Okay, so what about Jesus? Jesus is not playing hide-and-go-seek in the OT. And we should not stretch ideas and similarities and think we have found Him. He is spoken of prophetically—in the Psalms and Isaiah most abundantly but in many other books—or, as many believe, in the form of the Angel of the Lord—Jacob wrestled with him, he stood with the 3 in the furnace, he stood in the way of Balaam’s donkey, etc. So in this way we should not look to find Jesus because He is not there, He will not be until hundreds of years later.

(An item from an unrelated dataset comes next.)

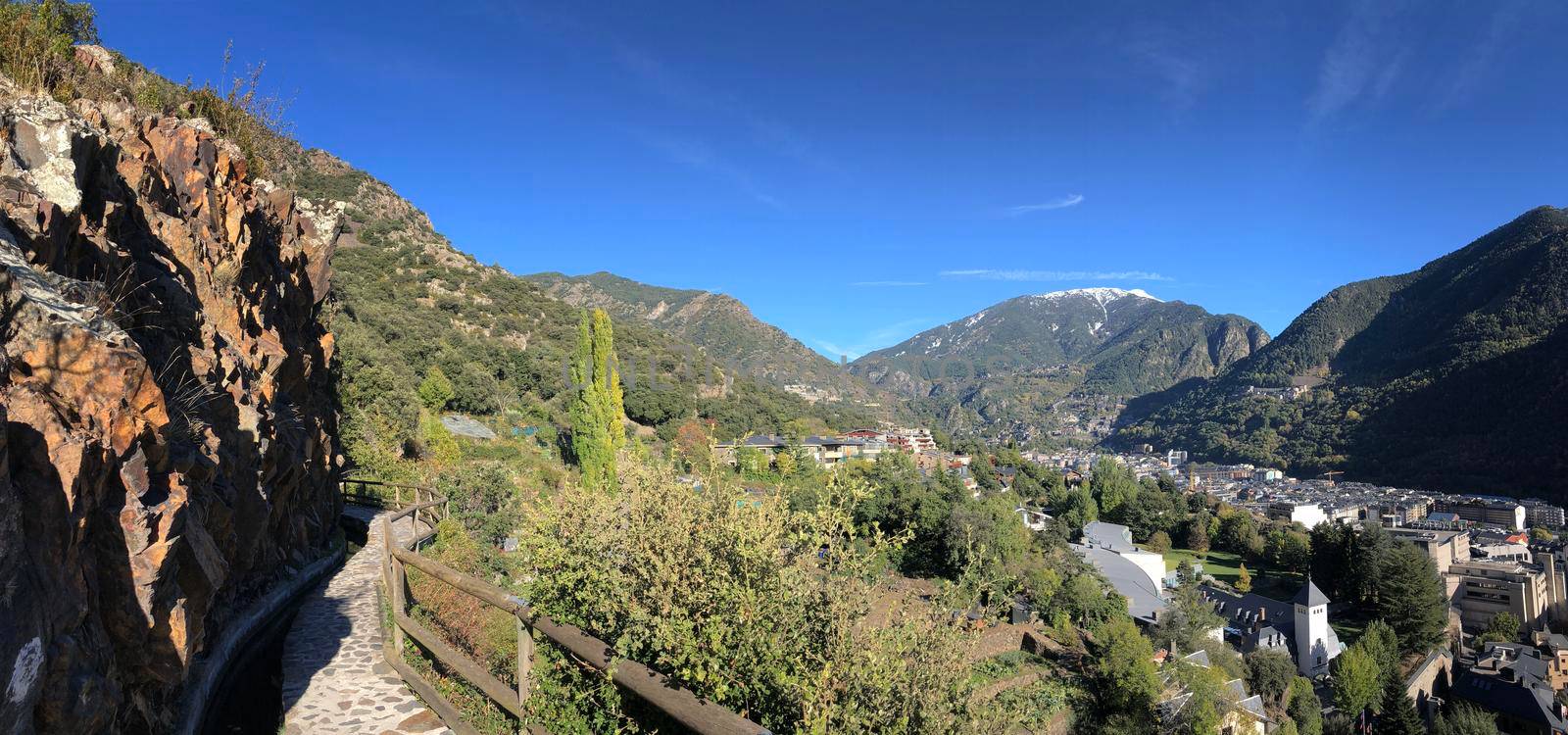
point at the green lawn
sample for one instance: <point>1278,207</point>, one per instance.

But did Jesus not say that the Law and Prophets spoke of Him? I can tell a story about the attribute of courage without mentioning the word courage; we do not need to see Jesus to long for him. We can think simply but never simplistically about the things Jesus says. What some think of when they say that Jesus is in the OT is that there are people and events push us towards the expected Jesus, the Messiah to come. As Jesus Himself does at numerous points, he takes something from the past and compares it to Himself: Like Jonah descending for three days then being raised up so I will be buried and rise. Also, Jesus is called the second Adam, this compares Jesus to Adam in Genesis and it conveys that humanity, in Jesus Christ, has a second chance for fellowship with God. But even with the comparisons or types—those who have some attribute or action which Jesus will perfect in His existence—we can get too wrapped up in the Jesus part and fast-forward too quickly so that we lose what the point of the passage in the OT is getting at. The OT is doing a lot of things but a big thing it is doing is making us itch more and more for Jesus, it is creating the desire for the perfect One. Charles Drew, author of the helpful book The Ancient Love Song: Finding Jesus in the Old Testament, says, “Jesus Christ has to have context if he is to mean anything . . . Our God has [convinced us that we need His love] for us in the Old Testament. To be ignorant of those Scriptures is to be like the complacent husband, bored with his wife because he has never realized what life would be like without her.”

We want to get what is to be gotten from the OT but nothing more. If we can learn to approach the OT in a humble way in which we want to be informed by God’s word, patiently seeing what it is trying to do we will gain much. Is it hard? Yes. Is it boring at times? Yes. But it is also a gracious gift granted to us and there is a wonderful, joy-filled purpose in it. We see more and more WHAT Jesus’ reign would mean and imply on a sick and decadently destructive people as all humans are. In many parts of the OT it is Jesus’ absence that is to be felt, not His presence.

The Apostle Paul wanting to encourage his fellow believers in the city of Rome told them the following of the OT: “whatever was written in former days was written for our instruction, that through endurance and through encouragement of the Scriptures we might have hope.” The Bible, the Christian life is an ongoing wrestling match, it is a struggle; but as the Christian struggles he hopes.